Shelby Foote was famous to my generation as one of the historians interviewed in Ken Burns’ documentary The Civil War, and he wrote a three thousand page book with the same title. (A great book to have if you are ever in bed for a week, like I was, recuperating from Lyme’s Disease). But Foote was first and foremost a novelist, and when he did history, it was as a novelist. (Fun Fact: Did you know that his Civil War never won any major awards because judges couldn’t decide if it was fiction or non-fiction? I wonder what they would have thought of Homer or Thucydides.)
History books are written with the benefit of hindsight, with the author trying to achieve perfect objectivity. But no one who was alive at the time ever experienced the event that way; each saw it from his own limited perspective. In Shiloh, Shelby Foote sets out to do the opposite, telling the story of the battle not from the perspective of absolute objectivity, but through fictional first person accounts of individuals who took part in the battle, a battle in which not even the generals had a clear grasp of what was going on. As Foote says through one of his characters:
Books about war were written to be read by God Almighty, because no one but God ever saw it that way. A book about war, to be read by men, ought to tell what each of the twelve of us saw in our little corner. Then it would be the way it was – not to God but to us.
The stories overlap some, with one character giving his impression of another, or several men of the same sight; three characters, for example, all describe the same crescent moon. The key action of the battle, the Union counter-attack on the second day, is narrated by each member of a 12 man Union squad. They are unaware that they saved the day for the Union, they only know they are scared, tired, and angry over the deaths of their friends.
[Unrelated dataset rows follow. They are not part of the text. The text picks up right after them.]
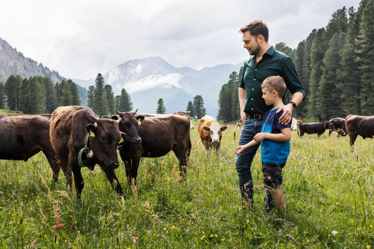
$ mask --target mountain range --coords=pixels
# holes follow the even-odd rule
[[[227,83],[233,71],[239,71],[243,62],[225,64],[196,70],[188,67],[177,68],[160,57],[129,61],[116,66],[104,74],[106,84],[111,85],[116,95],[124,88],[129,93],[138,113],[153,113],[159,99],[162,98],[167,113],[185,110],[188,101],[201,95],[207,113],[215,117],[217,101],[222,85]],[[0,82],[10,74],[23,78],[39,75],[55,83],[66,79],[41,63],[25,57],[6,42],[0,38]],[[96,76],[89,80],[71,78],[79,87],[82,104],[86,103],[86,89],[95,84]]]

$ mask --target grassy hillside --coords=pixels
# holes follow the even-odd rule
[[[0,115],[7,115],[8,114],[22,114],[22,111],[12,111],[11,110],[4,110],[0,109]]]
[[[207,155],[196,129],[187,177],[180,180],[173,153],[144,159],[136,187],[116,172],[119,198],[96,166],[82,170],[81,202],[66,191],[61,172],[52,172],[42,153],[27,162],[0,161],[0,241],[4,247],[87,248],[365,248],[374,245],[374,141],[319,138],[292,133],[284,169],[286,214],[264,218],[260,154],[252,167],[255,205],[240,202],[234,169],[233,125],[224,133],[220,155]],[[58,214],[60,225],[56,228]],[[136,244],[135,243],[136,243]]]

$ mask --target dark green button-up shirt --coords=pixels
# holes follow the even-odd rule
[[[271,105],[267,105],[262,98],[261,84],[269,76],[278,76],[284,79],[287,88],[291,93],[298,92],[302,93],[305,98],[304,87],[300,82],[292,60],[271,46],[258,63],[256,62],[255,56],[251,56],[244,62],[239,85],[239,87],[245,89],[244,112],[265,114],[272,108]],[[282,99],[285,103],[284,96]]]

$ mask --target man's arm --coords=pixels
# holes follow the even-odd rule
[[[264,139],[269,139],[276,142],[286,142],[291,140],[291,129],[282,128],[280,129],[280,133],[273,134],[267,132],[257,133],[253,137],[253,140],[259,142]]]
[[[245,89],[240,87],[239,87],[239,106],[240,107],[240,119],[244,124],[244,120],[247,117],[244,111],[245,107]]]

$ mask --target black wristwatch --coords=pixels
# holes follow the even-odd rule
[[[294,109],[296,108],[296,104],[295,104],[295,102],[294,101],[290,101],[288,104],[291,103],[292,104],[292,106],[294,107]]]

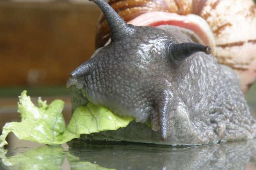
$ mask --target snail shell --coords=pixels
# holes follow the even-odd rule
[[[200,32],[207,36],[203,42],[211,46],[219,63],[230,67],[238,75],[244,93],[256,79],[256,6],[252,0],[110,0],[109,3],[126,22],[134,25],[156,26],[153,22],[163,20],[157,17],[160,13],[166,18],[173,13],[199,16],[203,19],[199,20],[202,23],[199,27],[204,30],[208,27],[211,32]],[[96,32],[97,48],[108,41],[109,32],[102,15]]]

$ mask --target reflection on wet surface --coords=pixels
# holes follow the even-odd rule
[[[255,91],[247,99],[254,116]],[[18,99],[14,101],[11,107],[0,105],[3,125],[7,115],[15,114],[18,119]],[[71,107],[70,103],[66,105],[64,114],[68,122]],[[74,140],[68,144],[50,147],[19,140],[12,133],[8,138],[8,150],[0,151],[0,169],[256,170],[256,139],[193,146],[90,144]]]
[[[5,155],[0,152],[3,169],[256,169],[255,139],[193,146],[74,140],[69,146],[32,148],[20,142],[14,148],[12,143]]]
[[[193,146],[74,140],[48,146],[13,138],[7,153],[0,152],[0,169],[256,169],[256,139]]]

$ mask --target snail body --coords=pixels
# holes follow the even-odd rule
[[[238,75],[244,93],[256,79],[256,6],[252,0],[111,0],[109,4],[133,25],[165,23],[195,32],[204,45],[211,46],[218,62]],[[102,16],[97,48],[105,45],[109,32]]]
[[[104,1],[93,1],[111,42],[70,74],[73,111],[90,101],[134,117],[137,123],[102,133],[126,141],[198,144],[255,137],[238,79],[209,47],[185,29],[127,24]]]

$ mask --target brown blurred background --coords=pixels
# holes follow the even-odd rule
[[[0,0],[1,87],[65,86],[95,50],[94,3],[37,1]]]
[[[88,0],[0,0],[0,134],[19,121],[18,97],[24,89],[34,103],[65,102],[71,116],[69,74],[95,51],[100,9]]]
[[[18,96],[34,102],[66,102],[71,115],[69,74],[95,51],[100,10],[88,0],[0,0],[0,134],[7,122],[20,121]],[[246,96],[256,113],[256,83]]]

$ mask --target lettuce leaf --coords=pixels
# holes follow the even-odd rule
[[[23,91],[19,97],[18,112],[21,115],[21,122],[6,123],[0,136],[0,148],[8,144],[6,138],[10,132],[20,139],[56,145],[78,138],[82,134],[125,127],[134,120],[131,117],[120,117],[103,106],[89,103],[77,108],[66,127],[61,113],[64,107],[63,101],[55,100],[48,105],[46,101],[42,101],[39,97],[37,107],[26,92]]]

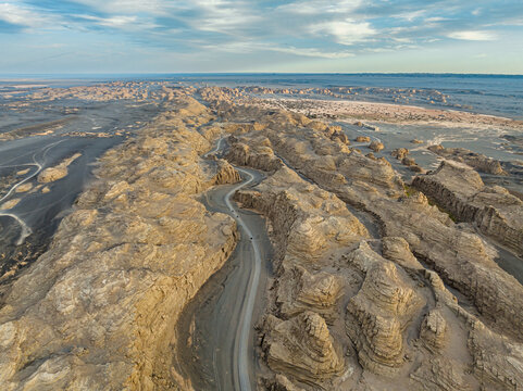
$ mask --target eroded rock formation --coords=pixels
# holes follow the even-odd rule
[[[434,173],[412,185],[460,222],[477,228],[523,256],[523,201],[500,186],[485,186],[466,165],[443,162]]]
[[[49,251],[2,298],[3,390],[151,390],[180,380],[165,360],[177,316],[236,243],[234,220],[195,199],[238,178],[226,162],[200,161],[210,144],[196,126],[209,118],[180,99],[101,159]]]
I want to give you a taste of Foote’s style which is realistic, analytic, but dignified. He manages to get across the horror of the battle while respecting the modesty of his characters, who rather than describe a scene of carnage might say simply “I saw things I wouldnt want to see twice.” (There are no apostrophes in the book, which got on my nerves after a while.)
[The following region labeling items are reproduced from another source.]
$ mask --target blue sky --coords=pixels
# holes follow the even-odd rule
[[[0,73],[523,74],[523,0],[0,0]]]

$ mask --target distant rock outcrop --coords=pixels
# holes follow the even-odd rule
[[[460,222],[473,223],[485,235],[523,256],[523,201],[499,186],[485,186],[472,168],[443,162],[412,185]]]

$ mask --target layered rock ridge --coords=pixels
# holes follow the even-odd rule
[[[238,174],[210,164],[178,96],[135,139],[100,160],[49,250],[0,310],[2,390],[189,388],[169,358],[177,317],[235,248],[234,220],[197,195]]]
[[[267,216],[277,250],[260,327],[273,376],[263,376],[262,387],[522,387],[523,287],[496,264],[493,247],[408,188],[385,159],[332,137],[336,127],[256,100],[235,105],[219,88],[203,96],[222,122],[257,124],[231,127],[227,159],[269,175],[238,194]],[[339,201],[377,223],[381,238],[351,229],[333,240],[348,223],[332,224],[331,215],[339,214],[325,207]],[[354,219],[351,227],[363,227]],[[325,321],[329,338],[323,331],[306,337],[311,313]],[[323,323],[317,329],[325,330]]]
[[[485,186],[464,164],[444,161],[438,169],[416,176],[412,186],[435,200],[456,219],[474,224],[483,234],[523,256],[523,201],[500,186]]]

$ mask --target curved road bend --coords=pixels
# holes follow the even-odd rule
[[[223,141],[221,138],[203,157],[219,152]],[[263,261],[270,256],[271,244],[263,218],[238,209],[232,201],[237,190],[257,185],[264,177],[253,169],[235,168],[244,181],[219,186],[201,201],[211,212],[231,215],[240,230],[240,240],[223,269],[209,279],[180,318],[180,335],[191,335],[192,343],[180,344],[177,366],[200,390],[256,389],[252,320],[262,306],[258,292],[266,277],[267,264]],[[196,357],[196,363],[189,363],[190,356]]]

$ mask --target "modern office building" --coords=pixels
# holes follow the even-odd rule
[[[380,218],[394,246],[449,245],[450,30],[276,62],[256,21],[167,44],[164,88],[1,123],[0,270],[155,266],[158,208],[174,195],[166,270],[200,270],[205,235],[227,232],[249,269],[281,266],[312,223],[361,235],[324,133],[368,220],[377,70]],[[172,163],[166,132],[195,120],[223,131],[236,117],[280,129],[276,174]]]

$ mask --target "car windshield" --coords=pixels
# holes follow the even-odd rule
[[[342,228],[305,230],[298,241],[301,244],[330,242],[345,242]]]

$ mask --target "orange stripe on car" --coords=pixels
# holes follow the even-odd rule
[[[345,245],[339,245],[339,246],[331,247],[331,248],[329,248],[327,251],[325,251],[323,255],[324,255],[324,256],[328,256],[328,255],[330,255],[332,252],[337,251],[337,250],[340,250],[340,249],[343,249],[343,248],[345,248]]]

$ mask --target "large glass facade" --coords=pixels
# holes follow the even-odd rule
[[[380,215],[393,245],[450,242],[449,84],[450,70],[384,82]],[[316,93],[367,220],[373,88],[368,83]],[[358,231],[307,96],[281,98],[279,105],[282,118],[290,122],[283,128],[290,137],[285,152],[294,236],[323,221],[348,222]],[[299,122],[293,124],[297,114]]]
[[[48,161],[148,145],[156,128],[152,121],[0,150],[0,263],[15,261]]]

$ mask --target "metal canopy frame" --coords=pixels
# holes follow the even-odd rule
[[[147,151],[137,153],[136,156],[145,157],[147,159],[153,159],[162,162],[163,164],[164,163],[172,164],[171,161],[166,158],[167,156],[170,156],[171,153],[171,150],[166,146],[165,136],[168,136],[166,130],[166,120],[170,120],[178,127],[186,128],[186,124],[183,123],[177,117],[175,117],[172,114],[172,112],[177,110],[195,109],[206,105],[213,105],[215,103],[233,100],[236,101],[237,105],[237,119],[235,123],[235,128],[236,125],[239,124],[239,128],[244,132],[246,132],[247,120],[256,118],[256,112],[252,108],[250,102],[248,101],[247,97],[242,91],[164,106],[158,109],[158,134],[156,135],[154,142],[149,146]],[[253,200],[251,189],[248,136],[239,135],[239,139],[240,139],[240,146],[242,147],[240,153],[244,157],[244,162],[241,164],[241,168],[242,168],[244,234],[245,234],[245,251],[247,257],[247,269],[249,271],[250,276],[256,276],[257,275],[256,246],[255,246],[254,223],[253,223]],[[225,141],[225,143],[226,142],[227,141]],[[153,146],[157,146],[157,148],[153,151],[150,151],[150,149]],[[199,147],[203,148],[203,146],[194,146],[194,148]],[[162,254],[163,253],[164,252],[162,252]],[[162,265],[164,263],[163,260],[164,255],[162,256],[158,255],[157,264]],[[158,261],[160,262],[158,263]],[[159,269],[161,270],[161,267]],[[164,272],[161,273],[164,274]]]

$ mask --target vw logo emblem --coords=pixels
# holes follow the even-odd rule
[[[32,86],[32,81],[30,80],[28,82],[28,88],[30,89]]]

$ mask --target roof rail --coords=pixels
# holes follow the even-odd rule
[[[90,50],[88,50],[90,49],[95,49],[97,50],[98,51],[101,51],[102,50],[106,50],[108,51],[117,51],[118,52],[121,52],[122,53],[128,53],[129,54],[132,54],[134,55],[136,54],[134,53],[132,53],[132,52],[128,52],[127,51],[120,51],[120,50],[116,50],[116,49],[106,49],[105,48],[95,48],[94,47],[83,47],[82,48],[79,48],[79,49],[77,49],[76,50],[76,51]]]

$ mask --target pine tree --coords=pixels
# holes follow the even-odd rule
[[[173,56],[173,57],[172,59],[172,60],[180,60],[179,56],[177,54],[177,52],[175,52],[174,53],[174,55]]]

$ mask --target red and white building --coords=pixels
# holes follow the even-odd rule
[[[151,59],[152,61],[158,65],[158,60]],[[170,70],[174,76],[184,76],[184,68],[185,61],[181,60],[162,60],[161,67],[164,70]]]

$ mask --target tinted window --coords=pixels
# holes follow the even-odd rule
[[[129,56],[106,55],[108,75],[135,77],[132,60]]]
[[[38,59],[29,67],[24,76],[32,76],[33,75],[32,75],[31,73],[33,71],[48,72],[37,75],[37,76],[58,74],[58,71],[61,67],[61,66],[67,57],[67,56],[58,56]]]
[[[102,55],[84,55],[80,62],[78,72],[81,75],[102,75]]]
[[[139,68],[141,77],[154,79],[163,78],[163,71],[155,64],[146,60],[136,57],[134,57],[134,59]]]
Here an injured private, dazed with fever, describes the battlefield with a metaphor that approaches magic realism:
God was making men and every now and then He would do a bad job on one, and He would look at it and say, “This one wont do,” and He would toss it in a tub He kept there, maybe not even finished with it. And finally, 6 April 1882, the tub got full and God emptied it right out of heaven and they landed here, along this road, tumbled down in all positions, some without arms and legs, some with their heads and bodies split open where they hit the ground so hard.
This is one of my favorite passages, describing a group of Union deserters. The metaphor captures the conscience of a coward:
We were all ranks down here, though you couldnt tell which in most cases because they had torn off their chevrons and shoulder straps and all you could see was the broken threads that had held them on. In some cases you couldnt even tell that, for theyd even picked the threads out, those that had had the time. But that didnt work either because you could still see the darker patches where the sun and rain had weathered the cloth around the place where theyd been sewed.
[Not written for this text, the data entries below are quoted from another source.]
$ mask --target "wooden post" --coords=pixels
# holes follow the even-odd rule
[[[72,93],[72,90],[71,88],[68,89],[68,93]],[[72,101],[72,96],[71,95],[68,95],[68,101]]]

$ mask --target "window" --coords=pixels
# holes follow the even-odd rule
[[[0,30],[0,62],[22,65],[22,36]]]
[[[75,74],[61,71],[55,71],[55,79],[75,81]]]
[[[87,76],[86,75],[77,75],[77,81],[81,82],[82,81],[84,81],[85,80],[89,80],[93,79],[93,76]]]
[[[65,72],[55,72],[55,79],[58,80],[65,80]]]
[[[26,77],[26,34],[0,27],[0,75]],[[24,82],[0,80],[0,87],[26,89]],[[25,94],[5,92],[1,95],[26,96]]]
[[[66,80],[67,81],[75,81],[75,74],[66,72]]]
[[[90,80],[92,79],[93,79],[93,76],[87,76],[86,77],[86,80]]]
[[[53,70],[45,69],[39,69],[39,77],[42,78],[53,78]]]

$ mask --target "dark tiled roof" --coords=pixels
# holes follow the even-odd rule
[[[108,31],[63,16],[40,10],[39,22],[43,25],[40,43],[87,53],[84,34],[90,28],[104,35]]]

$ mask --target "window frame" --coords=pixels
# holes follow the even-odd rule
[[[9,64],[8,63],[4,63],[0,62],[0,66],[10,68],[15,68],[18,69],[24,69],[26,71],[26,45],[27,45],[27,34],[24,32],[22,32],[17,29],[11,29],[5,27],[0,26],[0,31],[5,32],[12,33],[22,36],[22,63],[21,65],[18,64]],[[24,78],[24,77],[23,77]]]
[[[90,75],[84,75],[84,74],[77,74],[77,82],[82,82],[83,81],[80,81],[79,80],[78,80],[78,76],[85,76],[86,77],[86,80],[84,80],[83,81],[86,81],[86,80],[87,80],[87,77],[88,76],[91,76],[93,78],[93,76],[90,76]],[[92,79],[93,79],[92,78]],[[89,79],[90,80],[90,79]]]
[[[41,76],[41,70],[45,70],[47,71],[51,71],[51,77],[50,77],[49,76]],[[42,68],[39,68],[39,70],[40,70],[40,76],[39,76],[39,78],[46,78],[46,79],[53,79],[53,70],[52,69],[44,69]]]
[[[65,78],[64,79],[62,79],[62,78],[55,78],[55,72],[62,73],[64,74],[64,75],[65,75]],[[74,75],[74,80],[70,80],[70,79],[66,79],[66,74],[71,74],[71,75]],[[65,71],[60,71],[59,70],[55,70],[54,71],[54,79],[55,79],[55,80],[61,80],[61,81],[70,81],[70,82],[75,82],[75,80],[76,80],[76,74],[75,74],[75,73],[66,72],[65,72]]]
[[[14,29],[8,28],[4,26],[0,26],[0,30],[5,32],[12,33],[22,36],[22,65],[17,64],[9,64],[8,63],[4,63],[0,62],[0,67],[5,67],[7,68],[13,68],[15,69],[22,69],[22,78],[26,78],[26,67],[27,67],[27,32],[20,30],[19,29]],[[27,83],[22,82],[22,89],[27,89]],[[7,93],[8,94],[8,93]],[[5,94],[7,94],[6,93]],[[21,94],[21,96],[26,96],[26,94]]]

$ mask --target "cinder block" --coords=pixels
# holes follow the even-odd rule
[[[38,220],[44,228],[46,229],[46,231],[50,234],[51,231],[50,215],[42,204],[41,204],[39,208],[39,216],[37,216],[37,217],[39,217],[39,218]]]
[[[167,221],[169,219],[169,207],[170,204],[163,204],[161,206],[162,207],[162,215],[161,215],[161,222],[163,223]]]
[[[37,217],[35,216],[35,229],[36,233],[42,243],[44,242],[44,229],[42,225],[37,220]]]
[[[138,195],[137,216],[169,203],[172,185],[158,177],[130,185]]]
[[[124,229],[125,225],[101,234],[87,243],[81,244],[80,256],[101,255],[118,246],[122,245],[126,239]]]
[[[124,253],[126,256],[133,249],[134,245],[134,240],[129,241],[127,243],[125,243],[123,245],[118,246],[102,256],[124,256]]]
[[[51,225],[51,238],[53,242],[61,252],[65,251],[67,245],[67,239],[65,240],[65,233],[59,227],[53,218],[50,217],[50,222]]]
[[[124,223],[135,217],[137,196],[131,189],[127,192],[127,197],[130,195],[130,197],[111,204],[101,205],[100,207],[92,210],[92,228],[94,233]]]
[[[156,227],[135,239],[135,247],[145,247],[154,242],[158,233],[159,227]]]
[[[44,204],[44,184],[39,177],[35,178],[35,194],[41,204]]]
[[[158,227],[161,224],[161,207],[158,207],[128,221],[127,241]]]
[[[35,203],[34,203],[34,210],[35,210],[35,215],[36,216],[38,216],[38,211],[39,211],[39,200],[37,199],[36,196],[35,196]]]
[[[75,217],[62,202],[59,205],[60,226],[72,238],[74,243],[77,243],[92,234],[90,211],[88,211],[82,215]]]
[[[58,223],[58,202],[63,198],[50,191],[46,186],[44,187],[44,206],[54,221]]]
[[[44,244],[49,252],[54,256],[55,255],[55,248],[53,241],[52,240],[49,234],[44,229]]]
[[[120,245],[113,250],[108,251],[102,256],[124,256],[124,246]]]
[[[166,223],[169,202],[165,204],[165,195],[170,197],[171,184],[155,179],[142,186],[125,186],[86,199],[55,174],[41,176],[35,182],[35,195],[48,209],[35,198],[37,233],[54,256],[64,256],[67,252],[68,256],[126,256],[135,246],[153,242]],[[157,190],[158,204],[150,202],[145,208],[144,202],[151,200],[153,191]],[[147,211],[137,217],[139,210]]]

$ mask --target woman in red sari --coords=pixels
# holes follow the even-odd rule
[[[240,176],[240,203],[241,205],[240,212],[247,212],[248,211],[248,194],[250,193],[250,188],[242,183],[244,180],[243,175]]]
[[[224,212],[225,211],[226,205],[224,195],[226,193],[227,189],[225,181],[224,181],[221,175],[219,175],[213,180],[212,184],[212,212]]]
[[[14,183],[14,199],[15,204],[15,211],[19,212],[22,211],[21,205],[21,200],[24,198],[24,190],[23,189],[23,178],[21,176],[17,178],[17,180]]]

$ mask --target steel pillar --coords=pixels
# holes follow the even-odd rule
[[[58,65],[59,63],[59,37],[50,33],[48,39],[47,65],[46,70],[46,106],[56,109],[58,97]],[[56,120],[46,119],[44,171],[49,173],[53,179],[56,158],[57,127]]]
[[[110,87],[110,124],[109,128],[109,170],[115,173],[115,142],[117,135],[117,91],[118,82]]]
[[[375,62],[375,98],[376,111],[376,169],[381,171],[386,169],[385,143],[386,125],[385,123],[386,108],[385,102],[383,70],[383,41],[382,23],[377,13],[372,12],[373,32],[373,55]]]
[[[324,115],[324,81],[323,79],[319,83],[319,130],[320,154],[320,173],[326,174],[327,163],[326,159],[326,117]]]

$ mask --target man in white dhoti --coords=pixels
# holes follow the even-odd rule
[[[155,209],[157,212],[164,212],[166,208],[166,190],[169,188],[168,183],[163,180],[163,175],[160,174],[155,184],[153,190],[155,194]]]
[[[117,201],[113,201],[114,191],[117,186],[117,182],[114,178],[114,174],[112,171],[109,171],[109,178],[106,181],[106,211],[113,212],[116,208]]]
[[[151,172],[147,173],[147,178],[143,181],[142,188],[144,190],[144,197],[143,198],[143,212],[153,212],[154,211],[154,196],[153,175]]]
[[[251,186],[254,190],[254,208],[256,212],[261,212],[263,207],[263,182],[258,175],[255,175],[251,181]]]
Here is a question for thought: in the quote at the top Foote says that books about war were written from God’s perspective, that of absolute objectivity. That is a very 19th century notion of God and objectivity. Back in the fourth century St. Augustine called God “interior intus meus”, which is usually translated as “more inside of me than I am to myself”. If God exists, how would you think he would have experienced the battle of Shiloh? From the far removed perspective of heaven, or from the perspectives of every man involved?